Volume 2020 | Article ID 8899658 | https://doi.org/10.1155/2020/8899658

A Case of Sclerosing Mesenteritis during Etanercept Therapy for Psoriatic Arthritis

Aleksandra Bukiej¹

Academic Editor: Mario Salazar-Paramo

Received29 May 2020

Accepted24 Jun 2020

Published13 Jul 2020

Abstract

Sclerosing mesenteritis (SM) is a chronic nonspecific mesenteric inflammation. I report a case of a 72-year-old male treated with etanercept for psoriatic arthritis for 7 years who developed abdominal discomfort, urinary retention, acute kidney injury, and bilateral ureteric obstruction. CT abdomen revealed retroperitoneal mass. Biopsy showed sclerosing mesenteritis. One year later, after discontinuation of etanercept, CT abdomen showed regression of the mass. To my knowledge, this is first case report of reversible sclerosing mesenteritis associated with etanercept therapy.

1. Introduction

Sclerosing mesenteritis is a chronic, nonspecific, inflammatory, and fibrotic process involving the small bowel mesentery with varying degrees of fibrosis, inflammation, and fat necrosis [1]. To my knowledge, this is first case report of sclerosing mesenteritis associated with etanercept therapy.

2. Case Report

A 72-year-old man presented with a two-month history of weight loss, worsening abdominal discomfort, fatigue, and acute onset of oliguria.

The patient has had a history of psoriasis for forty years treated with topical steroids and tacrolimus. Eight years prior to this event, he was diagnosed with psoriatic arthritis with peripheral involvement. He was first treated with naproxen followed by the addition of methotrexate during the next 8 months. Because of liver toxicity, methotrexate was discontinued. Etanercept 50 mg weekly was given for the next 7 years, and his disease was well controlled.

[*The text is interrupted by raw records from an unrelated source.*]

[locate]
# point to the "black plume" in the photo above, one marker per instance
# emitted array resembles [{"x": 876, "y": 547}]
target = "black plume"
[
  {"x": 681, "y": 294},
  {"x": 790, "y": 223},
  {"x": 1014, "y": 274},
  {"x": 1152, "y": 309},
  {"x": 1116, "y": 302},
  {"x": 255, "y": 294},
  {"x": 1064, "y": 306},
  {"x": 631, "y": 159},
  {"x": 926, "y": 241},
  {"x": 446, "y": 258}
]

He was also treated with allopurinol and probenecid for gout and with losartan for hypertension. On examination, he had bilateral flank tenderness, and the rest of the examination was unremarkable. His lab investigations showed Hg 11.5 gm/dl, WBC 8.29 per microliter, platelets 312 per microliter, urea 76 mg/dl, and creatinine 12.4 mg/dl. Urine examination was unremarkable and negative for Bence Jones protein. The C-reactive protein (CRP) was 100 mg/l. A computed tomography (CT) scan revealed diffuse hyperattenuation throughout the retroperitoneum and mesentery and bilateral mild hydronephrosis, with dilated ureters proximally thought to be due to retroperitoneal fibrosis (Figure 1). Bilateral ureteric stenting was performed resulting in good urine output, the kidney function improved, and repeat kidney parameters were normal. A laparoscopic biopsy was performed, which showed nonspecific inflammatory changes without granuloma or neoplastic cells (Figure 2). Immunoglobulin class 4 in the serum was normal. Etanercept was stopped, and a systemic steroid, prednisone 1 mg/kg, was recommended. The patient refused treatment with prednisone due to concern for side effects. Despite this, one year later, his CT scan showed marked improvement in the retroperitoneal mass (Figure 1). The patient denied arthralgias, and his inflammatory markers were normal as was his serum creatinine.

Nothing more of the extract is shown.